Mama blinked. “Get rid of him?”

“We could make it so this never happened.” Leni got to her feet. Yes. This was the answer. They would devise a way to erase what they’d done. Then they could stay here, she and Mama, and live among their friends, in this place they’d grown to love. The baby would be loved by all of them, and when Matthew finally got better, Leni would be waiting.

“That’s not as easy as it sounds, Leni,” Mama said.

“This is Alaska. Nothing is easy, but we’re tough, and if you go to prison, I’ll be alone. With a baby to raise. I can’t do it without you. I need you, Mama.”

It was a moment before Mama said, “We’d need to hide the body, make sure it never gets found. The ground is too frozen to bury him.”

“Right.”

“But Leni,” she said evenly. “You’re talking about another crime.”

“Letting you be called a murderer? That would be a crime. You think I’m going to trust the law with your life? The law? You told me the law didn’t protect abused women, and you were right. He got out of jail in a few days. When did the law ever protect you from him? No. No.”

“Are you sure, Leni? It means you’ll have to live with it.”

“I can live with it. I’m sure.”

Mama took a while to consider, then extracted herself from Dad’s limp, bloody body, and stood. She went into her bedroom and came out a few moments later dressed in insulated pants and a turtleneck. She dumped her bloody clothes in a heap by Dad’s body. “I’ll be back as soon as I can. Don’t open the door to anyone except me.”

“What do you mean?”

“Step one is to dispose of the body.”

“And you think I’m going to sit here while you do it?”

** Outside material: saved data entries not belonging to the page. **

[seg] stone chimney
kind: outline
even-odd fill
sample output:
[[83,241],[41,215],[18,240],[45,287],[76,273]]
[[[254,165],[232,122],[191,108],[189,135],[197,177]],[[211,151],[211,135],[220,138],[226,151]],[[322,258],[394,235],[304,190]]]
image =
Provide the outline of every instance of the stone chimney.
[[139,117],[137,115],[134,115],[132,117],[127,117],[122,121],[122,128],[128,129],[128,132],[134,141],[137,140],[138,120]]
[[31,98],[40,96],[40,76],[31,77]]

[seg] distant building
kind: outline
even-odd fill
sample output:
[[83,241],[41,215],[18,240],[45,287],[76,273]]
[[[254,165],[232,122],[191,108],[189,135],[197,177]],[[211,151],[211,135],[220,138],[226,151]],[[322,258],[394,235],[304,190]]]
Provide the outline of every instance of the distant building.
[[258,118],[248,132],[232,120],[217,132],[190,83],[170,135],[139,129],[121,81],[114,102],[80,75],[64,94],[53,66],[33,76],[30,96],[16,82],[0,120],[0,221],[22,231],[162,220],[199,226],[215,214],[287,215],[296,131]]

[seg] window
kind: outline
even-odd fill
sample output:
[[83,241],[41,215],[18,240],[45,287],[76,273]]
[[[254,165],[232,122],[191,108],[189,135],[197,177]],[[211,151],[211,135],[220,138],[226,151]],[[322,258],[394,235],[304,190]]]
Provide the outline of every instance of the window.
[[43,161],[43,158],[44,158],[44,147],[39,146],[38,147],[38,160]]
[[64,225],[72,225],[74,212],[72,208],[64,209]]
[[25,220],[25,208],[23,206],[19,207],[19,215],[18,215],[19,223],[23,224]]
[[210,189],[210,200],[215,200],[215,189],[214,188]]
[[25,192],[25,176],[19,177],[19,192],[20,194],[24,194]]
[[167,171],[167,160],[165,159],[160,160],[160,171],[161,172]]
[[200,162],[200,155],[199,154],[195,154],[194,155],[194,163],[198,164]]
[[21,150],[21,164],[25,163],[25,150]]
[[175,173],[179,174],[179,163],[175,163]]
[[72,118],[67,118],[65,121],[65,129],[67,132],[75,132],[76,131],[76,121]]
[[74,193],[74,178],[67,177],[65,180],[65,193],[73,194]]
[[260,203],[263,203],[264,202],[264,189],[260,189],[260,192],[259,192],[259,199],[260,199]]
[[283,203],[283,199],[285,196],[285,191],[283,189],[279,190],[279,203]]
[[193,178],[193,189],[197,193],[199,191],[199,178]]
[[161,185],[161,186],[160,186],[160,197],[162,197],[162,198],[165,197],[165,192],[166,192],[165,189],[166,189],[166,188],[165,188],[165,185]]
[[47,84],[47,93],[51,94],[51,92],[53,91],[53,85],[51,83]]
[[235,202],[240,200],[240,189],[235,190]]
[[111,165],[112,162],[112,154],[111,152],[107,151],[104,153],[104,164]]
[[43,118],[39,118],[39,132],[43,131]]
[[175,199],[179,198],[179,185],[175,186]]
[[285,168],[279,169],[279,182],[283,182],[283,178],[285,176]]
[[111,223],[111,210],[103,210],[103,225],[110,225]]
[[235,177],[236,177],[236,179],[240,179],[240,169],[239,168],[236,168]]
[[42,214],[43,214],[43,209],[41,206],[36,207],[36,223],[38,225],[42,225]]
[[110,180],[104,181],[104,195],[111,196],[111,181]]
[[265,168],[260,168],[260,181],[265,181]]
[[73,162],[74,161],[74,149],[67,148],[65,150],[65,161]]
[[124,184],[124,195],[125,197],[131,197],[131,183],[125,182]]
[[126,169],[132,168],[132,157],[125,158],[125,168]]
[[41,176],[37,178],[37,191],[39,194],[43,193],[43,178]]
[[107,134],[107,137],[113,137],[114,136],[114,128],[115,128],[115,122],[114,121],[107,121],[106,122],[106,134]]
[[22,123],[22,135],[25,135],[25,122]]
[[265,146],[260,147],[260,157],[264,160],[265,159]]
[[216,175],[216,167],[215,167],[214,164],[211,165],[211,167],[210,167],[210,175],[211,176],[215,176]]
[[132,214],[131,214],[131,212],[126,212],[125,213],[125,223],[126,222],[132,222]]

“I killed him. I’ll do this.”

“And I’m helping you cover it up.”

“We don’t have time to argue.”

“Exactly.” Leni stripped out of her bloody clothes. Within moments she was in her insulated pants and parka and bunny boots, ready to go.

“Get his traps,” Mama said, and left the cabin.

Leni gathered the heavy traps from their hooks on the cabin wall and carried them outside. Mama had already hooked the big red plastic sled to the snow machine. It was the one Dad had used for hauling wood. It could hold two large coolers, a lot of chopped wood, and a moose carcass.